All-purpose flour, for work surface
1 3/4 pounds Puff Pastry dough
1/3 cup heavy cream
2 1/2 ounces dark semisweet chocolate, coarsely chopped (about 1/3 cup)
1/2 teaspoon corn syrup
1/4 ounce white chocolate, chopped (about 1 tablespoon)
Pastry Cream

Steps:

  • Make puff pastry strips: Lightly flour a clean work surface. Using a rolling pin, gently roll out dough into a 16-by-18-inch rectangle about 1/8 inch thick, being careful not to press too hard around the edges. Using a pastry wheel or sharp knife, cut rectangle crosswise into thirds, with each strip 6 by 16 inches. Transfer to a baking sheet; dock, or pierce, the dough all over with a fork. Cover with plastic wrap; place in refrigerator 1 hour.
  • Preheat oven to 425 degrees. Transfer to oven; bake until strips are puffed and golden all over, about 14 minutes. Set a baking sheet directly on pastry strips, and continue baking until pastry is cooked through and well browned, about 6 minutes. Remove top baking sheet; bake 4 minutes more. Transfer to a wire rack to cool completely. Using a serrated knife, trim each to 4 1/4 by 12 inches.
  • Make the glaze: In a small saucepan, bring heavy cream just to a boil. Place dark chocolate in a bowl, and pour hot cream over chocolate; whisk until chocolate is melted and mixture is combined. Whisk in corn syrup. Strain through a fine mesh sieve into a clean bowl.
  • Place white chocolate in a medium heat-proof bowl set over a pan of simmering water. Whisk until chocolate is melted, and remove from heat. Let cool.
  • Using an offset spatula, spread dark chocolate glaze over one side of the flattest puff pastry strip, making sure to coat entire surface. Place white chocolate in a piping cone; pipe thin lines 3/4 inch apart across width of chocolate-coated strip. To create the distinctive flourish, gently drag the tip of a paring knife or a skewer lengthwise through both coatings, in lines perpendicular to the white chocolate lines. Begin at one of the short ends, and make each line 3/4 inch apart. Alternate the direction each time.

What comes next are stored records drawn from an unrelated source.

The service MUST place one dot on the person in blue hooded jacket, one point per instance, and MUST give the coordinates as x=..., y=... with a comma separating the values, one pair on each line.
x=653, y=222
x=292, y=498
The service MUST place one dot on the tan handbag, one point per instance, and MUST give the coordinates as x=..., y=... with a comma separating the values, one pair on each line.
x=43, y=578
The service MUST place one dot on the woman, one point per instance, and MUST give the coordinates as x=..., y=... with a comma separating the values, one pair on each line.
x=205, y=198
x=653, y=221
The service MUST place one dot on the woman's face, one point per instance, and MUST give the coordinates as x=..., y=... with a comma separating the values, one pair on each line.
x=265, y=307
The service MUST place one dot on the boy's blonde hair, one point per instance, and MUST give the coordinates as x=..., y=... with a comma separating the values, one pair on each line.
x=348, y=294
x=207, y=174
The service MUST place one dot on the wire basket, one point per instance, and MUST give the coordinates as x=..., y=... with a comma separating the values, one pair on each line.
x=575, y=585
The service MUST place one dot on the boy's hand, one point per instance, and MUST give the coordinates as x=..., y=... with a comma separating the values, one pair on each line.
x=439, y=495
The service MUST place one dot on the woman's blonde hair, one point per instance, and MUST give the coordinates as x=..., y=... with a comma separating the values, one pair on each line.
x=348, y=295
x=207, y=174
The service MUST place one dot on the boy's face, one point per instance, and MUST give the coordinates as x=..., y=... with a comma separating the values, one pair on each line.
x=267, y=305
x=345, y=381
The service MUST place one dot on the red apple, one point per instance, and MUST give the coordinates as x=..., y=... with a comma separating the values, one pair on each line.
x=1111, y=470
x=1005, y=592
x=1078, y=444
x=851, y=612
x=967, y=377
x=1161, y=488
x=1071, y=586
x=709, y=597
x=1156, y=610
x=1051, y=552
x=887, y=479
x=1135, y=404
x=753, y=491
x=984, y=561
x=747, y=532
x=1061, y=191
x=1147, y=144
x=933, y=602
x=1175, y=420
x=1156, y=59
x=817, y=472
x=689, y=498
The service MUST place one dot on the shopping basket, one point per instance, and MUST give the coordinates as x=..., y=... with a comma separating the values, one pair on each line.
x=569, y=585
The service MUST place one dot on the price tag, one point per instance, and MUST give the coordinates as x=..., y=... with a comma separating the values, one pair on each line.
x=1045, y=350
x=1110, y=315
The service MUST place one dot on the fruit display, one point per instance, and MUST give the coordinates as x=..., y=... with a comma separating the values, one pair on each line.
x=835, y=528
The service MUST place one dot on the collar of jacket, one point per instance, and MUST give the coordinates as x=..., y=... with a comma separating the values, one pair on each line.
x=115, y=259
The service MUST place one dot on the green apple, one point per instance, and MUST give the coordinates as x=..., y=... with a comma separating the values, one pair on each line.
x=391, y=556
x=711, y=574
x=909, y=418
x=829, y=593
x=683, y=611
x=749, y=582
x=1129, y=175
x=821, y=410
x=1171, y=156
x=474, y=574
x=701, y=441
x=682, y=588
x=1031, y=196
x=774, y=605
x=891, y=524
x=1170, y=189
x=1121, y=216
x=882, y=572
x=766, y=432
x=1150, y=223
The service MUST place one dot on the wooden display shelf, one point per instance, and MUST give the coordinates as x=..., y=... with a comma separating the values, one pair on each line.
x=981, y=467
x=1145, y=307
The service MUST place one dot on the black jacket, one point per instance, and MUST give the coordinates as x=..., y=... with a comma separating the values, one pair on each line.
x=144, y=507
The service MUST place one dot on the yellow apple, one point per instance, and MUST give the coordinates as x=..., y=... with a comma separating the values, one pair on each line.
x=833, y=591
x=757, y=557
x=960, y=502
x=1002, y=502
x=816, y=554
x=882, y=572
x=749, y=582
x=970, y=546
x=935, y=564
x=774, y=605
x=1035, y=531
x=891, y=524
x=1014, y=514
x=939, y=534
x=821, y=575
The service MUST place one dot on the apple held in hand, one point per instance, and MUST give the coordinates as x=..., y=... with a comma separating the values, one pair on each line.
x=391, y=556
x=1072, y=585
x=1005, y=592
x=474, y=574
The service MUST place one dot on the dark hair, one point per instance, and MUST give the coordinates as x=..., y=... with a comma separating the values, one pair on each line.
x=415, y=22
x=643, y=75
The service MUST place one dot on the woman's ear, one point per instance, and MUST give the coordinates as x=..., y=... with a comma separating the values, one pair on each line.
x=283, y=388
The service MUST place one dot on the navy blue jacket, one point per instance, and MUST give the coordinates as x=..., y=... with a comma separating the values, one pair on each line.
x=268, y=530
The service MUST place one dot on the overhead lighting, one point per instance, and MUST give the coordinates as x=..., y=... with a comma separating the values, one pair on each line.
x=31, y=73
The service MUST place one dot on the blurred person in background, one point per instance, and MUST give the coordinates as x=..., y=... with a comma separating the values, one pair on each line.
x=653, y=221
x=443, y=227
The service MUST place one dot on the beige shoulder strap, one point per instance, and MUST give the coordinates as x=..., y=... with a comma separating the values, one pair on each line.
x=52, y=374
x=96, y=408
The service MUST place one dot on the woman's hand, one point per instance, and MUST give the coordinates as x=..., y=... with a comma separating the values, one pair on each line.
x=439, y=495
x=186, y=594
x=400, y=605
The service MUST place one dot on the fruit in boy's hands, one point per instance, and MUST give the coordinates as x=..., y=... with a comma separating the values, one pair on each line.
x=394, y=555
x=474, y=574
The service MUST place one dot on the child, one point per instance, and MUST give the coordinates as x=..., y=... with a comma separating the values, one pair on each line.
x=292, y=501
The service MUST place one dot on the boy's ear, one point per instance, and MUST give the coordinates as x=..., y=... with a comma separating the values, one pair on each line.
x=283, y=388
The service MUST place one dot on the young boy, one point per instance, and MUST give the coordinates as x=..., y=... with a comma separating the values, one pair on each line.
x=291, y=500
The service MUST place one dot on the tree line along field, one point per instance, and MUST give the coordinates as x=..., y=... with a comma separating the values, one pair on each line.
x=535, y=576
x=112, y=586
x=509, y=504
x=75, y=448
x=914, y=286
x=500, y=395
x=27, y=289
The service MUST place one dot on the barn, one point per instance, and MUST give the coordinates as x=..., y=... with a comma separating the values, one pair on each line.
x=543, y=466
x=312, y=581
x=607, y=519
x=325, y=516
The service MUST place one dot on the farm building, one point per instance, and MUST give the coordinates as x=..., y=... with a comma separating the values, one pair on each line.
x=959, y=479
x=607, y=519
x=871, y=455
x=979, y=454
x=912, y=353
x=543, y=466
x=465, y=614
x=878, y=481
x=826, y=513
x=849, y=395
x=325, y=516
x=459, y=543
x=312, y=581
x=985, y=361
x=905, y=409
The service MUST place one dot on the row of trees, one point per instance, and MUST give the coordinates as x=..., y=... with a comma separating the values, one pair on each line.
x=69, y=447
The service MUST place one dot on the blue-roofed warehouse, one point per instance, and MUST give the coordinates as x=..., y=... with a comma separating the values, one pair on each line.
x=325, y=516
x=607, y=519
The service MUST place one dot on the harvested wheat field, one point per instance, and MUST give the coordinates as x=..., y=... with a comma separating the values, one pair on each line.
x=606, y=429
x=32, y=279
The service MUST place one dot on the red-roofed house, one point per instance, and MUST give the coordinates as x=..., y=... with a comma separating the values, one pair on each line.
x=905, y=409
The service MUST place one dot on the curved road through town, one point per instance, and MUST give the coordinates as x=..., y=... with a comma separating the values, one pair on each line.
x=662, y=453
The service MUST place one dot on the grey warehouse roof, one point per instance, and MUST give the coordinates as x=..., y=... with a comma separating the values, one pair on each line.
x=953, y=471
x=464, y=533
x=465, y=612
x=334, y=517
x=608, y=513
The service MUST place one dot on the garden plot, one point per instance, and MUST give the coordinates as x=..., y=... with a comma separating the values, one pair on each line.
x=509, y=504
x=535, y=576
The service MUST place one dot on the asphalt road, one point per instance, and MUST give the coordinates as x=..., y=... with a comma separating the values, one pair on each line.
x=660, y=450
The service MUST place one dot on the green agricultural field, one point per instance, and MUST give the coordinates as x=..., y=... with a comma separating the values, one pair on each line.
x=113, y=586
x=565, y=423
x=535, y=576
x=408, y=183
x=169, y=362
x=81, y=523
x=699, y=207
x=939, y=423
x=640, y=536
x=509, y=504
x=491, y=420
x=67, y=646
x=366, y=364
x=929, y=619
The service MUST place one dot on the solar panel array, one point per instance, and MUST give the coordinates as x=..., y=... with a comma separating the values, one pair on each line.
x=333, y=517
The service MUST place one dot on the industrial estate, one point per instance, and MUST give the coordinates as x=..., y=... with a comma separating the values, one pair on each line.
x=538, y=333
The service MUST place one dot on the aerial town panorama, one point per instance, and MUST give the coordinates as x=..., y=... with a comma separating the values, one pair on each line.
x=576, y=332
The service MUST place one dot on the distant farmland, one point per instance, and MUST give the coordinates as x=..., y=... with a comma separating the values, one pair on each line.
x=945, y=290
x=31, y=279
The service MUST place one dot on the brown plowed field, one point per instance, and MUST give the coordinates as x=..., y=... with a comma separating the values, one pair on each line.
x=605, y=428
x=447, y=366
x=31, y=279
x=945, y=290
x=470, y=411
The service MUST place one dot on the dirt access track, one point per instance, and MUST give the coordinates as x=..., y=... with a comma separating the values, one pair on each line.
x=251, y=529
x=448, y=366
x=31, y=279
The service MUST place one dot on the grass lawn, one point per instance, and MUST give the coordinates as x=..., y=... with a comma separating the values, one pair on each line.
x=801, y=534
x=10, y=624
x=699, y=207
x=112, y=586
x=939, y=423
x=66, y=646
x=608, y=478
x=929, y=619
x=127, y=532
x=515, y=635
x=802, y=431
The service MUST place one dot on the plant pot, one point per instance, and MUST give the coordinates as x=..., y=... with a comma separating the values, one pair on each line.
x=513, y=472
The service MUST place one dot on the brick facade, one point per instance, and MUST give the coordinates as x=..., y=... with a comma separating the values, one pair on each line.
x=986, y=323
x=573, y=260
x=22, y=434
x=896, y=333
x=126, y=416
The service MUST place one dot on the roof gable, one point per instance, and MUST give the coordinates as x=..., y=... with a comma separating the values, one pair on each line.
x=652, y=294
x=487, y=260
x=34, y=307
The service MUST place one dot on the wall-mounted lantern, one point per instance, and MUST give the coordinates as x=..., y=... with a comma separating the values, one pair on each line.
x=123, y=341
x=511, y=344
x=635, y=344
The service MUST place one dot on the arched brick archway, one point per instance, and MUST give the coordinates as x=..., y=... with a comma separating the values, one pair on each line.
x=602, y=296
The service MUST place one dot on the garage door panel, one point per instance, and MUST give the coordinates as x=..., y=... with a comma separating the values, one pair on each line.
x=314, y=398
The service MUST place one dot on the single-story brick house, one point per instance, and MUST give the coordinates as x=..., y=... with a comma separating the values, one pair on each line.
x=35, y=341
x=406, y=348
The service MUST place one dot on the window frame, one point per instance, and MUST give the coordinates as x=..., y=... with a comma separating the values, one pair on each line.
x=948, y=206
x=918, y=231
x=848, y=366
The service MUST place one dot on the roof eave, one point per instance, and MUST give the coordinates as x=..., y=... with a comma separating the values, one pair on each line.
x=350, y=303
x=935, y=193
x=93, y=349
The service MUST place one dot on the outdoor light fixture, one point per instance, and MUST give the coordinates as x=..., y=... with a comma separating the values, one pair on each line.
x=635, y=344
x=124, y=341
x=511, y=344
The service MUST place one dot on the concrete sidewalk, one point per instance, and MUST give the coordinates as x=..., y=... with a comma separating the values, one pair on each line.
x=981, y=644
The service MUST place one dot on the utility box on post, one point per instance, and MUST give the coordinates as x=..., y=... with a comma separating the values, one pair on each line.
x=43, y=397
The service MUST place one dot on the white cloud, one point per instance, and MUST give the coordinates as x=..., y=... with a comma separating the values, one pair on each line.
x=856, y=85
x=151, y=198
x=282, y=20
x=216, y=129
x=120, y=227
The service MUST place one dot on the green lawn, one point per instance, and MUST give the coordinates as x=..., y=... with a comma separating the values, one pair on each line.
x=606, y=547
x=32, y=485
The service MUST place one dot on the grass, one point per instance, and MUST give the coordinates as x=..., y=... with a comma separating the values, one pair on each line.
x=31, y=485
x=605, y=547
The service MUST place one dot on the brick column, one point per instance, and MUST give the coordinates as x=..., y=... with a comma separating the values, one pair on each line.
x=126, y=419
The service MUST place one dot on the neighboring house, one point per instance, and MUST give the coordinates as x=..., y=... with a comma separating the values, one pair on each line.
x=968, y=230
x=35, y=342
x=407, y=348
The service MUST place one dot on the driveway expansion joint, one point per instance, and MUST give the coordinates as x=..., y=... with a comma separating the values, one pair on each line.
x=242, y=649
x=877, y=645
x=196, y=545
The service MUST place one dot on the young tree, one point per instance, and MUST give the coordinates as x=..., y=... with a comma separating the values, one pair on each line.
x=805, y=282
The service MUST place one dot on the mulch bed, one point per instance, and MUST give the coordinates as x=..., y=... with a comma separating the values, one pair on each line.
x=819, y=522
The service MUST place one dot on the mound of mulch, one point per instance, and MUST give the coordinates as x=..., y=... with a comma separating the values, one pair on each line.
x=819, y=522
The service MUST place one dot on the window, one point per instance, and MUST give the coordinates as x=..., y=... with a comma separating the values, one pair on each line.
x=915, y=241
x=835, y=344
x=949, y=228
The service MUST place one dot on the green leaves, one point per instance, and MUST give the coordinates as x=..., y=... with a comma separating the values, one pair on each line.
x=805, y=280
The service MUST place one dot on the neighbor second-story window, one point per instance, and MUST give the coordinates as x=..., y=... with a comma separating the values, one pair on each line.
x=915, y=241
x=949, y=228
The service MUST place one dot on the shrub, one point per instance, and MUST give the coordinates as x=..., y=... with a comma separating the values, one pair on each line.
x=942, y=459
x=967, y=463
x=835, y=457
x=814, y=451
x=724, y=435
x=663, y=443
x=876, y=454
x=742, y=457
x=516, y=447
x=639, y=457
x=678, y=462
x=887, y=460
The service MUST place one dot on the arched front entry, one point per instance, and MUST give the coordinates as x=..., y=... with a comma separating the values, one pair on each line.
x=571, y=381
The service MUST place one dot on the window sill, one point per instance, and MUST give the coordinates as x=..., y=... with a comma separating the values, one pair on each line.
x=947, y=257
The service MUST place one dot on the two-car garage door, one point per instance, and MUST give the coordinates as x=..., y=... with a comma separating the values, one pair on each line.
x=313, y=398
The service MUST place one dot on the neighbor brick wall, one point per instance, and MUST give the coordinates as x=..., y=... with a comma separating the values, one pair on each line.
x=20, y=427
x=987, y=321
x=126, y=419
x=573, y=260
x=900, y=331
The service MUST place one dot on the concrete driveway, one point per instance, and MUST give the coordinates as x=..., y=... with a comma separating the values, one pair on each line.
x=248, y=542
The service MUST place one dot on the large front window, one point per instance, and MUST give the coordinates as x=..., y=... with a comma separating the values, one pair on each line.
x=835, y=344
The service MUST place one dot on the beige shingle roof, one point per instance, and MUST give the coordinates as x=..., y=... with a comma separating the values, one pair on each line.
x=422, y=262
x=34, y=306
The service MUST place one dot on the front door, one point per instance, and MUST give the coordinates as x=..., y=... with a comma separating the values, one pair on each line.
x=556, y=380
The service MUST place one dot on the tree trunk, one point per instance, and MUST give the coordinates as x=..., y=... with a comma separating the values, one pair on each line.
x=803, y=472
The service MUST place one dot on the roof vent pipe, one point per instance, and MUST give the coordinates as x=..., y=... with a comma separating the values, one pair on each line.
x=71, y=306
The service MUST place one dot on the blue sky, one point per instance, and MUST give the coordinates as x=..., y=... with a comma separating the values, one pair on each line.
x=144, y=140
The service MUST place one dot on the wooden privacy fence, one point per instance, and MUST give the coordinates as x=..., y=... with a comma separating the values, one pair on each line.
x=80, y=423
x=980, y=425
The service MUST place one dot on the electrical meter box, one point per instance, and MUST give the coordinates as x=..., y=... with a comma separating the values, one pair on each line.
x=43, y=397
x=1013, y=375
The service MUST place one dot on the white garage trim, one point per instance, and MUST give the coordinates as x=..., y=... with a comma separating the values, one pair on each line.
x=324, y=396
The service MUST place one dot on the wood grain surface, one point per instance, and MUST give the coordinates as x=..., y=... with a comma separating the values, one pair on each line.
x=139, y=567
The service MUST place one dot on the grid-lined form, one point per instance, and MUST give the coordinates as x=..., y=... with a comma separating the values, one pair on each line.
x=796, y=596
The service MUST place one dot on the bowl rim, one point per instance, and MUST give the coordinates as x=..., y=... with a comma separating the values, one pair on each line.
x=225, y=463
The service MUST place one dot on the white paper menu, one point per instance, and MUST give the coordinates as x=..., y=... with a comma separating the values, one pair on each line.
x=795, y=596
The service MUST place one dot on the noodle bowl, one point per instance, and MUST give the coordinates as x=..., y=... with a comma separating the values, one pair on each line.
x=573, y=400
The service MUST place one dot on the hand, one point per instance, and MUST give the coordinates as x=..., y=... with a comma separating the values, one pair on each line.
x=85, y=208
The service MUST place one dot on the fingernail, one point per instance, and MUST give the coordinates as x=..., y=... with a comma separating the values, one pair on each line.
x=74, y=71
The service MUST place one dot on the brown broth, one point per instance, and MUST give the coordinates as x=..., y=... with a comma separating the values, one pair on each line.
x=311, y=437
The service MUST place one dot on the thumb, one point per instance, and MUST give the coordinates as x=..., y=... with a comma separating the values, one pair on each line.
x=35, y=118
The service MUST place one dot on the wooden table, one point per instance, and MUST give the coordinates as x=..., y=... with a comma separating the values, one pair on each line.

  • Place one of the unglazed puff pastry strips on a serving tray. Spread half the pastry cream over the top, leaving a 1/2-inch border all around. Top with remaining unglazed pastry strip; press down gently, and repeat with remaining pastry cream. Top with glazed pastry strip. Transfer to refrigerator, and chill 30 minutes uncovered. Using a long serrated knife, cut into six pieces, and serve.